From: KAMEZAWA Hiroyuki on
On Fri, 09 Jul 2010 19:06:28 -0400
Munehiro Ikeda <m-ikeda(a)ds.jp.nec.com> wrote:

> OK, we can do it like:
>
> do {
> old = pc->flags;
> new = old & ((1UL << PAGE_TRACKING_ID_SHIFT) - 1);
> new |= (unsigned long)(id << PAGE_TRACKING_ID_SHIFT);
> } while (cmpxchg(&pc->flags, old, new) != old);
>
>
> > IIUC, there is an generic version now even if it's heavy.
>
> I couldn't find it out...is there already? Or you mean we should
> have generic one?
>

generic cmpxchg in /include/asm-generic/cmpxchg.h
But...ahh...in some arch, you can't use cmpxchg, sorry.
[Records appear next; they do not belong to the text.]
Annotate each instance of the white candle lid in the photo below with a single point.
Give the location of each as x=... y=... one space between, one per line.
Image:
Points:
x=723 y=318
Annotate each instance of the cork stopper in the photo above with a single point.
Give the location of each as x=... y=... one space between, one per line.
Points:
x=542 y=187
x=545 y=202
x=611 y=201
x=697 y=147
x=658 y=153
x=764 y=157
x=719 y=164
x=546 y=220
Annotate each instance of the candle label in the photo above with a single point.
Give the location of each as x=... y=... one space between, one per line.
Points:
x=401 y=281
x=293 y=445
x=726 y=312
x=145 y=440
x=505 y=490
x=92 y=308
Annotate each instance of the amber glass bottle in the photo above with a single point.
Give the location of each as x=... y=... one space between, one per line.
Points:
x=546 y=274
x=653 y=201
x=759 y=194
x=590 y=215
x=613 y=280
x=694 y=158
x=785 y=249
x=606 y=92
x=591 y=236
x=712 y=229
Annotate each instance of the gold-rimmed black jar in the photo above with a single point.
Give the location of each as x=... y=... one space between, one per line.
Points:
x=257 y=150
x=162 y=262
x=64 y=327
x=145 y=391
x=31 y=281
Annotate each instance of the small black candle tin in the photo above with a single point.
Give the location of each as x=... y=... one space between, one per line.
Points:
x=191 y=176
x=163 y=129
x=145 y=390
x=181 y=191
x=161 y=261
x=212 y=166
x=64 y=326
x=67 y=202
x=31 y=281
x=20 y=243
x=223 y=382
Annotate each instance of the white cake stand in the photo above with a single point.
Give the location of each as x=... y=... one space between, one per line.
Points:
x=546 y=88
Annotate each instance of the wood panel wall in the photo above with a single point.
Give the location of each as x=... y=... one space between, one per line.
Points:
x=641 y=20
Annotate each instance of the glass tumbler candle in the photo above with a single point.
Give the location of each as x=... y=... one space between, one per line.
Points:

How about start from "a new field" for I/O cgroup in page_cgroup ?

struct page_cgroup {
unsigned long flags;
struct mem_cgroup *mem_cgroup;
unsigned short blkio_cgroup_id;
struct page *page;
struct list_head lru; /* per cgroup LRU list */
};

We can consider how we optimize it out, later.
(And, it's easier to debug and make development smooth.)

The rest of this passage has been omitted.